Carvalho não esconde que foram incontáveis tombos até conquistar a prática de cavalgar e laçar ao mesmo tempo só com um dos braços. Os treinos são diários e acontecem logo depois da venda dos pães e pastéis que o ajudam a pagar as inscrições dos rodeios:
— Aprendi a lançar faz pouco, se soubesse de criança que era tão bom estar nesse meio estaria já há muito tempo. O que eu precisar de ajuda sempre tem quem me ajude. Quando me convidaram pra ir pra Vacaria, quase me mataram do coração. Jamais imaginei que poderia chegar num rodeio grande assim como o de Vacaria.
Rodeio da inclusão
O laçador de um braço só se juntará a outro tradicionalista para dar exemplo de inclusão no Rodeio de Vacaria. Autista diagnosticado com o grau 1, Eliezer Mendes, 12, tem levado a bandeira da conscientização por onde passa.

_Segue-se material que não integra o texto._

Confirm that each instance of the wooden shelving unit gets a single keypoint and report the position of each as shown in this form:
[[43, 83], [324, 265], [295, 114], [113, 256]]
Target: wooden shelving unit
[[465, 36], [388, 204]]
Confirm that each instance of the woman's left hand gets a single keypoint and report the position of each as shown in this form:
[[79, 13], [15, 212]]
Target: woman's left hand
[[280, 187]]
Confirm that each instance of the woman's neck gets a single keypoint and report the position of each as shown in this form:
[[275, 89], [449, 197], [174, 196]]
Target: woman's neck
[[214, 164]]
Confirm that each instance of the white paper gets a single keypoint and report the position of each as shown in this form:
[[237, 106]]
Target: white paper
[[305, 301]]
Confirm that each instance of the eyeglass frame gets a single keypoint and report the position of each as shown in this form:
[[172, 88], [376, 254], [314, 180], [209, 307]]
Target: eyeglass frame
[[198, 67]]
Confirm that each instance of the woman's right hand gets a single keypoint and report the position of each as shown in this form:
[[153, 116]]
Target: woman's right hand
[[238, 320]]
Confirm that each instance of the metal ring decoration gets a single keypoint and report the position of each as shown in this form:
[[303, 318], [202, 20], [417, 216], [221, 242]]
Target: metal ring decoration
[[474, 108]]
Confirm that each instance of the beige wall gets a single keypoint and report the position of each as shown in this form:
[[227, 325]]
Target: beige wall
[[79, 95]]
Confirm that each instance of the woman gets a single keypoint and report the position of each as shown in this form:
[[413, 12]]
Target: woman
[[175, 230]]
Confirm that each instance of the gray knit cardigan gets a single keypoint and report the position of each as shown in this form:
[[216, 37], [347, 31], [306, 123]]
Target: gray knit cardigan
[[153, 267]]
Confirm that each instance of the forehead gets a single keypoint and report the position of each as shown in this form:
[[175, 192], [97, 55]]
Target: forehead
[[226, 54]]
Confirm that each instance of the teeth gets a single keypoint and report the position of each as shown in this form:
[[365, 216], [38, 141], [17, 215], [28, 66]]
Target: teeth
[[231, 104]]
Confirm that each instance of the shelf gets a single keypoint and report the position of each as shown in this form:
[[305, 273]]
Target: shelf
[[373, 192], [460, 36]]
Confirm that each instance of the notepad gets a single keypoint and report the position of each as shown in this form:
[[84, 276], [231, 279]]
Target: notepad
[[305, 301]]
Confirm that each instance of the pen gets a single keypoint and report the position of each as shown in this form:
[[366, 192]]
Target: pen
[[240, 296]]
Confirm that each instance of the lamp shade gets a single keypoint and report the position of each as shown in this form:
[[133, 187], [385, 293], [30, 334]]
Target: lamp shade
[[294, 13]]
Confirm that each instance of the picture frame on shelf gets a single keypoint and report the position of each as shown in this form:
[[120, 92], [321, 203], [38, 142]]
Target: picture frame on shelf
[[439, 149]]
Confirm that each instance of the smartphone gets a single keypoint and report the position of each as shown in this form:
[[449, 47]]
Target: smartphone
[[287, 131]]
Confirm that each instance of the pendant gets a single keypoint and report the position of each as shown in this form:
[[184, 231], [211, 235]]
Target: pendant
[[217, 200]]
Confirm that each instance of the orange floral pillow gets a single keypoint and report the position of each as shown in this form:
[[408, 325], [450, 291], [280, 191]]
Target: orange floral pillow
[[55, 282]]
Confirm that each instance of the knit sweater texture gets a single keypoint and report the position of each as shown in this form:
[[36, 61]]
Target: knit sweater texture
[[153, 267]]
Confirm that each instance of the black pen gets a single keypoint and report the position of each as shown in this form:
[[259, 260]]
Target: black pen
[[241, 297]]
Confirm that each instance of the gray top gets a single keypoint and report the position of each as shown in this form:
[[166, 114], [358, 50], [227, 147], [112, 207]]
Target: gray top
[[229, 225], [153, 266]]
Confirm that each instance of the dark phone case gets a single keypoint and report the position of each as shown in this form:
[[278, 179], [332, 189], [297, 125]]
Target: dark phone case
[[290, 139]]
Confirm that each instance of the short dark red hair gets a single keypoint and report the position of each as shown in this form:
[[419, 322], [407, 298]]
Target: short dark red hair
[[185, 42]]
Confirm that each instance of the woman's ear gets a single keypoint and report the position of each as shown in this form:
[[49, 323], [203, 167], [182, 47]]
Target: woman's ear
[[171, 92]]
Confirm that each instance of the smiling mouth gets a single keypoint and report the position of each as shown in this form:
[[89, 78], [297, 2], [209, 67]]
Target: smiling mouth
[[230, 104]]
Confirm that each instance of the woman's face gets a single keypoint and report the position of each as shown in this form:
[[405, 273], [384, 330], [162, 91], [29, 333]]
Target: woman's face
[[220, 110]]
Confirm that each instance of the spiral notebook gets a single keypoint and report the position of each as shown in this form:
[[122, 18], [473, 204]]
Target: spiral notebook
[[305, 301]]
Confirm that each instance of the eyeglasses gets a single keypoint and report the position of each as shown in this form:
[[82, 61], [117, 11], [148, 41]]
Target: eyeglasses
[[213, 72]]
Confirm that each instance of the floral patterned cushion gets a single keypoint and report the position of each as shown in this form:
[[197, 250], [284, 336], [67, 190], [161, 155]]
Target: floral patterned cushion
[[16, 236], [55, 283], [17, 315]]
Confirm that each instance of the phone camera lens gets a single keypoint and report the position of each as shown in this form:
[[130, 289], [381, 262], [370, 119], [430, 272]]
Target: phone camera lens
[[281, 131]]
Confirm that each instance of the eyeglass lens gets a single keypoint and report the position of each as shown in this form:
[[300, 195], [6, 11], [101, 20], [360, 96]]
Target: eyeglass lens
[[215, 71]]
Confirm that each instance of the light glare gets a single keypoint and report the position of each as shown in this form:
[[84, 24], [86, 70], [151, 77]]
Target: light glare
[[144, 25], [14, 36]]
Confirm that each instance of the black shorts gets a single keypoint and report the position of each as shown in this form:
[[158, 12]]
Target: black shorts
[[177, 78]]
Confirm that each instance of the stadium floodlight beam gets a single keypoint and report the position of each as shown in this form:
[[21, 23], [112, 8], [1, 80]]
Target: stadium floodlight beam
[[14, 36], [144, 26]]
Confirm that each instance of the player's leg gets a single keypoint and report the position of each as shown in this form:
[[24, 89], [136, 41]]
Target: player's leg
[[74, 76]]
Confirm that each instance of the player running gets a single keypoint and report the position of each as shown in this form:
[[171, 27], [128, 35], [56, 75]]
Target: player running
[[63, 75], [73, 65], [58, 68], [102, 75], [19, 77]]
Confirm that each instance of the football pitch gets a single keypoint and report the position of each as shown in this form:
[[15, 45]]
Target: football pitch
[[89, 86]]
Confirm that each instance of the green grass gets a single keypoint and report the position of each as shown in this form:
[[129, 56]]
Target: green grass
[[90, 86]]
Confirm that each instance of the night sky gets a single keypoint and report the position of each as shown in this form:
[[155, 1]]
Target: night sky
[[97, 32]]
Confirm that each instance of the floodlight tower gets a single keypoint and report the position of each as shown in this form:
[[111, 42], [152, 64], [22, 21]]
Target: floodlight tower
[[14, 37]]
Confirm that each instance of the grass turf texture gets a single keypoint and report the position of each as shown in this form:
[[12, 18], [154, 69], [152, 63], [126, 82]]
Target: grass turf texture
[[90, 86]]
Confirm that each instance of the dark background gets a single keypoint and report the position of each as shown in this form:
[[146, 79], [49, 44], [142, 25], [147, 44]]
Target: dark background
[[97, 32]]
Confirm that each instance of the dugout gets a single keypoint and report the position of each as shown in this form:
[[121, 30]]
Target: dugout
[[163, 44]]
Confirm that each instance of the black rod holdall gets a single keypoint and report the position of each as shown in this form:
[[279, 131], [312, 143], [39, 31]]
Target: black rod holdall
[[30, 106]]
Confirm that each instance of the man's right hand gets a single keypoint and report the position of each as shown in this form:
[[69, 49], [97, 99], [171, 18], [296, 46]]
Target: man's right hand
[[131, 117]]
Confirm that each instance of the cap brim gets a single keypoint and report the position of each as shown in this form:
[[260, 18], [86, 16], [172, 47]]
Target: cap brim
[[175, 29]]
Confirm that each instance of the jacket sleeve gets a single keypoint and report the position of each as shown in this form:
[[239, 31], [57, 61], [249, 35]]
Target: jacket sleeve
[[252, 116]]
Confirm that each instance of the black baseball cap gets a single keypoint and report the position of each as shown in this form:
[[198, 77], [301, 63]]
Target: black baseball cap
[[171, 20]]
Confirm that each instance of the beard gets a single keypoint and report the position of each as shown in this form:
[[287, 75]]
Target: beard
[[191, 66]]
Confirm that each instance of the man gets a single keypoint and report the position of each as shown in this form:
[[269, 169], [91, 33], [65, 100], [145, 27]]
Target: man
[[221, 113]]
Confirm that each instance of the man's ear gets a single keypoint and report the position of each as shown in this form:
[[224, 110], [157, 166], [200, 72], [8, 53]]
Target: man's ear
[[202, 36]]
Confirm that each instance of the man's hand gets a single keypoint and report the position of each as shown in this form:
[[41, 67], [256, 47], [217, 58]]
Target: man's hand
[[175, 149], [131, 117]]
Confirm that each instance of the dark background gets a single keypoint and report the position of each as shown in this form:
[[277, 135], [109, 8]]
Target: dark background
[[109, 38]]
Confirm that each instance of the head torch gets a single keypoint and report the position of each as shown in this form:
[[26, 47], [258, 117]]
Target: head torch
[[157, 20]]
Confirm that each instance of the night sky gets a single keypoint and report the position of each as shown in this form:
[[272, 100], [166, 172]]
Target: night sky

O garoto também foi convidado pelo CTG Porteira do Rio Grande, organizador do evento, a participar da abertura. De Criciúma (SC), Mendes tem relação estreita com Vacaria. A primeira vez que esteve por lá foi em 2012.
— Meus pais são de Vacaria, compramos toda a pilcha dele ainda bebê no rodeio de Vacaria. Antes da pandemia, no último rodeio, compramos um pônei porque entendi que a equoterapia seria importante para o desenvolvimento dele — conta a mãe Simone Mendes Maciel.
O pônei foi trocado por uma égua que agora é a companheira de Elieser nas armadas de laço por onde leva a bandeira da conscientização sobre o autismo.
— Ele foi embaixador na Inclusão de Ouro, em Esteio. Gostávamos de rodeio, mas ninguém da nossa família laçava, foi ele que trouxe essa paixão para Criciúma, quando começou na vaca parada e despertou a paixão brincando — disse.